L’ordonnance entreprise sera confirmée sur ce point ainsi qu’en ce qu’elle a ordonné l’expulsion de M. [D], et de tous occupants de son chef, et l’a condamné au paiement, à titre de provision, d’une indemnité d’occupation mensuelle égale au montant de la redevance mensuelle selon le tarif en vigueur dans le foyer.
Sur la demande de délais pour quitter les lieux
M. [D] formule, à titre subsidiaire, une demande de délais pour quitter les lieux en faisant valoir son âge, ayant plus de 80 ans, et en indiquant qu’il rencontrerait des difficultés de relogement, n’ayant aucun membre de sa famille pour l’héberger.
La société Adoma s’oppose à cette demande en faisant état du délai de fait important dont a déjà bénéficié M [D] et de l’absence de justification d’une raison particulière à l’appui de sa demande.
En application des articles L.412-3 et L. 412-4 du code des procédures civiles d’exécution, le juge qui ordonne l’expulsion peut accorder des délais renouvelables aux occupants de lieux habités ou de locaux à usage professionnel, chaque fois que le relogement des intéressés ne peut avoir lieu dans des conditions normales. Pour la fixation de ces délais, il est tenu compte de la bonne ou mauvaise volonté manifestée par l’occupant dans l’exécution de ses obligations, des situations respectives du propriétaire et de l’occupant, notamment en ce qui concerne l’âge, l’état de santé, la qualité de sinistré par faits de guerre, la situation de famille ou de fortune de chacun d’eux, les circonstances atmosphériques, ainsi que des diligences que l’occupant justifie avoir accomplies en vue de son relogement.
En l’espèce, la clause résolutoire est acquise depuis le 25 septembre 2023 et M. [F] a d’ores et déjà bénéficié, de fait, d’un délai de plus d’un an et demi pour rechercher une solution alternative d’hébergement. Or, il ne justifie d’aucune démarche en ce sens et ne produit au surplus aucun élément relatif à sa situation financière. Enfin, la seule référence à son âge, alors même qu’il n’invoque aucun problème de santé, ne caractérise pas une situation justifiant l’octroi de délais pour quitter les lieux.

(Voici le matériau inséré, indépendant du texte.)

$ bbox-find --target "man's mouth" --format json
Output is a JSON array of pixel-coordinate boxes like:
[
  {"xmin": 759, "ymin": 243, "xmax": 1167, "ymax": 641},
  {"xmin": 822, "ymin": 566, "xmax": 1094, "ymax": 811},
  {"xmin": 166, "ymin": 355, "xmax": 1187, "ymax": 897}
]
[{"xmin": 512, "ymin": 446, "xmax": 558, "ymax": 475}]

Dès lors, la demande de délais de M. [F] sera rejetée.
Sur les frais et dépens
Le sort des dépens de première instance et l’indemnisation en application de l’article 700 du code de procédure civile ont été exactement appréciés par le premier juge.
Succombant en ses prétentions, M. [D] supportera les dépens d’appel.
Il sera alloué à la société Adoma, contrainte d’exposer des frais irrépétibles pour assurer sa défense devant la cour, la somme de 600 euros sur le fondement de l’article 700 du code de procédure civile en cause d’appel.
PAR CES MOTIFS
Confirme l’ordonnance entreprise ;
Déboute M. [D] de sa demande de délais pour quitter les lieux ;
Condamne M. [D] aux dépens d’appel et à payer à la société Adoma la somme de 600 euros sur le fondement de l’article 700 du code de procédure civile en cause d’appel.